Making Lists [Rest]
“Sleep and rest don’t always look the same!” I caught myself saying to a friend over the last week who told me I looked tired [we always love to hear that one]. It came from a place of concern, but was received with a spirit of just being condescended towards…and I didn’t like hearing it from myself, but I realized yet again what’s been keeping me from living in fullness is oftentimes my own resistance to what rest is.
…funny how that works.
To let you in on a little bit of my life lately, I had another good friend come up to me around 8.30 at night when we were wrapping up a church gathering and said, “Sierra, I know you’re a 90 year old woman trapped in the body of a twenty-six year old - so what time do you want to leave?”
My first instinct was to laugh. Then I got home and thought, “Man, if I’ve been able to hide that for the last three years (to be frank, I thought I was doing a pretty dang good job).. and_____ picked up on it, I should probably see someone about why I’m suffering from brain fog, and skin issues, and my communication levels seem at an all-time low.”
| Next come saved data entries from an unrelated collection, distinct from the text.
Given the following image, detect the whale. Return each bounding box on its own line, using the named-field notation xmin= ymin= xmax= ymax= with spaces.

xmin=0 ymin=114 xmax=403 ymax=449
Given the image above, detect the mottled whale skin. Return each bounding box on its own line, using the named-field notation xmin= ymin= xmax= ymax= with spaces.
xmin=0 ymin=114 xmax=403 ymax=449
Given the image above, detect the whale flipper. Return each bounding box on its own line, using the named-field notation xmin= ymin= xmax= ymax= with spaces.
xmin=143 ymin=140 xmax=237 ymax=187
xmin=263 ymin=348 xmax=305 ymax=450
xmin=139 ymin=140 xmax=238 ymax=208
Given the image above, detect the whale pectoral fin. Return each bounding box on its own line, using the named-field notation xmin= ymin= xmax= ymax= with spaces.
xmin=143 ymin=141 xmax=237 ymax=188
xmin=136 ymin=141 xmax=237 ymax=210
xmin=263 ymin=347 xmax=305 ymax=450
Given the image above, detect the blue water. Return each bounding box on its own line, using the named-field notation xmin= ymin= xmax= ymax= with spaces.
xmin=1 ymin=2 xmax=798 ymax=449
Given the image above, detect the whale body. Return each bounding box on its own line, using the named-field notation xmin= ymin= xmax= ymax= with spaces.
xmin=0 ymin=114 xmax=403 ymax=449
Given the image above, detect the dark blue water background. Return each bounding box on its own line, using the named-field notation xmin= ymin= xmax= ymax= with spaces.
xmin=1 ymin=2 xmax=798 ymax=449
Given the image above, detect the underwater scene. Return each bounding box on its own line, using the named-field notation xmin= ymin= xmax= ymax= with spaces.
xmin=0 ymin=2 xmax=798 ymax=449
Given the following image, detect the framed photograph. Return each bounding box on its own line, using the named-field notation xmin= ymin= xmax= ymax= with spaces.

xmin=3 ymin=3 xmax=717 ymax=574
Long story short (truly), turns out my cortisol levels were at an all time high from having mold attack my nervous system the last three years. Go figure. The next steps were to reduce immediate stress from my life (goodbye coffee and a few choice relationships), to detoxify (hello epsom salt and bone broth), and to work on incorporating rest into my daily life (changing what I saw as “rest” - an active run - to something slightly less taxing - i.e., more pilates and meditation). The first two, I succeeded incredibly at. The latter…I mean, it’s hard when your life never stops until your body makes you stop. There’s always one more deadline, one more person to listen to, one more problem to solve, one more job to do, more bills to pay. And then I got pneumonia, and my body stopped for me.
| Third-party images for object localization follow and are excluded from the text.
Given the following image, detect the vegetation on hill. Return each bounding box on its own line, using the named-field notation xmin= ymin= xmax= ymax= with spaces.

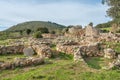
xmin=0 ymin=21 xmax=66 ymax=40
xmin=6 ymin=21 xmax=66 ymax=33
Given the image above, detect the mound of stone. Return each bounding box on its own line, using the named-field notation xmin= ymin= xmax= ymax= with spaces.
xmin=0 ymin=45 xmax=24 ymax=55
xmin=32 ymin=44 xmax=53 ymax=58
xmin=0 ymin=57 xmax=44 ymax=70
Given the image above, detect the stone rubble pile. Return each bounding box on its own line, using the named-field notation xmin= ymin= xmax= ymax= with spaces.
xmin=85 ymin=24 xmax=99 ymax=37
xmin=65 ymin=26 xmax=85 ymax=38
xmin=56 ymin=44 xmax=79 ymax=54
xmin=28 ymin=38 xmax=52 ymax=46
xmin=32 ymin=44 xmax=53 ymax=58
xmin=23 ymin=47 xmax=35 ymax=57
xmin=56 ymin=42 xmax=103 ymax=57
xmin=0 ymin=23 xmax=119 ymax=70
xmin=108 ymin=55 xmax=120 ymax=69
xmin=99 ymin=33 xmax=120 ymax=42
xmin=104 ymin=48 xmax=116 ymax=59
xmin=0 ymin=57 xmax=44 ymax=70
xmin=0 ymin=45 xmax=24 ymax=54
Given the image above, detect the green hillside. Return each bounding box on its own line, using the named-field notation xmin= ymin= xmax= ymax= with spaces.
xmin=6 ymin=21 xmax=66 ymax=32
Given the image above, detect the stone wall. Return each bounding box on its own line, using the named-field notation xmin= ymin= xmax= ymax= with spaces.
xmin=42 ymin=34 xmax=58 ymax=39
xmin=32 ymin=44 xmax=53 ymax=58
xmin=0 ymin=45 xmax=24 ymax=55
xmin=56 ymin=42 xmax=104 ymax=57
xmin=65 ymin=27 xmax=85 ymax=38
xmin=99 ymin=33 xmax=120 ymax=42
xmin=0 ymin=57 xmax=44 ymax=70
xmin=56 ymin=44 xmax=79 ymax=54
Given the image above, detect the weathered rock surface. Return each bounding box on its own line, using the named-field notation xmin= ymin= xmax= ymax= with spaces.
xmin=0 ymin=45 xmax=24 ymax=54
xmin=0 ymin=57 xmax=44 ymax=70
xmin=56 ymin=44 xmax=79 ymax=54
xmin=74 ymin=48 xmax=84 ymax=62
xmin=23 ymin=47 xmax=34 ymax=57
xmin=85 ymin=25 xmax=99 ymax=37
xmin=56 ymin=42 xmax=103 ymax=57
xmin=104 ymin=48 xmax=116 ymax=59
xmin=99 ymin=33 xmax=120 ymax=42
xmin=32 ymin=44 xmax=53 ymax=58
xmin=65 ymin=26 xmax=85 ymax=37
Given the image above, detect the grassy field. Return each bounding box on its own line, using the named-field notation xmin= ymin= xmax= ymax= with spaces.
xmin=0 ymin=54 xmax=120 ymax=80
xmin=0 ymin=54 xmax=25 ymax=62
xmin=0 ymin=38 xmax=28 ymax=45
xmin=100 ymin=27 xmax=111 ymax=32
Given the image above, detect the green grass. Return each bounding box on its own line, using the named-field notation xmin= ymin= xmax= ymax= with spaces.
xmin=0 ymin=55 xmax=120 ymax=80
xmin=0 ymin=54 xmax=25 ymax=62
xmin=85 ymin=57 xmax=114 ymax=69
xmin=58 ymin=52 xmax=73 ymax=60
xmin=103 ymin=42 xmax=120 ymax=54
xmin=85 ymin=57 xmax=102 ymax=69
xmin=100 ymin=27 xmax=111 ymax=31
xmin=50 ymin=44 xmax=56 ymax=50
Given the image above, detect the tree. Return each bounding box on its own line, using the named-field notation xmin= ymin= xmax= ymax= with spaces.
xmin=75 ymin=25 xmax=82 ymax=29
xmin=33 ymin=31 xmax=43 ymax=38
xmin=89 ymin=22 xmax=93 ymax=26
xmin=50 ymin=31 xmax=56 ymax=34
xmin=62 ymin=28 xmax=69 ymax=34
xmin=26 ymin=29 xmax=31 ymax=35
xmin=36 ymin=27 xmax=49 ymax=33
xmin=110 ymin=23 xmax=118 ymax=33
xmin=102 ymin=0 xmax=120 ymax=32
xmin=19 ymin=30 xmax=23 ymax=35
xmin=102 ymin=0 xmax=120 ymax=20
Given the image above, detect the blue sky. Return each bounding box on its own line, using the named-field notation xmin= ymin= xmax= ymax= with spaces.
xmin=0 ymin=0 xmax=111 ymax=31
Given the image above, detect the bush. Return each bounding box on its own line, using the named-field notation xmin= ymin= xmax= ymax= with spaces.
xmin=50 ymin=31 xmax=56 ymax=34
xmin=36 ymin=27 xmax=49 ymax=33
xmin=26 ymin=29 xmax=31 ymax=35
xmin=33 ymin=31 xmax=43 ymax=38
xmin=101 ymin=30 xmax=109 ymax=33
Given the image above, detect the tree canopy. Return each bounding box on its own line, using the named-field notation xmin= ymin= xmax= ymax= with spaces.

So rest. I’ve always been a doer, but as a type nine, I have always always always craved my rest (even though that often looks different to others’ interpretations of it). But to be honest, I’ve never learned how to switch my brain off - we’ve gotten better over the last four or five years - but completely, it takes an overhaul or something pretty interesting to remove me from my place of busy-ness. Since I’ve always been a doer and a writer, you’d think I would always have been a list-maker, or at least a believer in the list, right? Wrong. It’s only in my routine to have less to think about that I’ve learnt the beauty of making lists.
We live in a world that’s inundated almost constantly with the beauty of the fast-paced life: the mindset of, if you’re not busy doing things, you must be boring. If you’re not working a 9-5 and maxing out your hours, you must be doing something wrong. The reality is, we live in that same world that’s been around over several thousand years, and with all of our technology, we’ve been given the opportunity to work more and harder and faster than previous generations. What once took one person hours or weeks to do can now be accomplished in a few minutes and clicks of a button. Somehow, that’s incorporated itself into our lives as a way to create more work, when it should have translated to us doing less (commence the shock and awe) - and in so doing, create more stress.
Enter, the simple, humble list. Grocery lists have been my favourite way to organize heaps of information in regards to personal health and hormone tracking - what I’m supposed to eat when, on a little note in my phone. But then, it’s become a little weekly priority list: do I need to meet with this person, or do I need to write this email/text this message? What’s higher on the priority list? Who is higher on the priority list; and I know that can be a snobby way to think about it - but in my mind, I know when I look at my week that there are some last-minute spontaneous decisions that I can make much more freely knowing that pieces of an overly-complicated life are in their place because of a list. They help to give our mind a break instead of secretly multi-tasking in the background of a conversation with a friend, or in the middle of a date. This preparation for rest allows you to swap into rest mode and actually focus on the people you care about (yourself included), which allows for deeper connection and actual space for your mental capacity to rest and emotional and spiritual and physical capacity to take over.
Whether it’s the satisfaction of the checklist, the mental irritation that comes with organization, or the liberty of letting some things not be in your control all the time, there’s benefits. And to quote my mother…rest is preparation for what’s to come. What’s more exciting than that?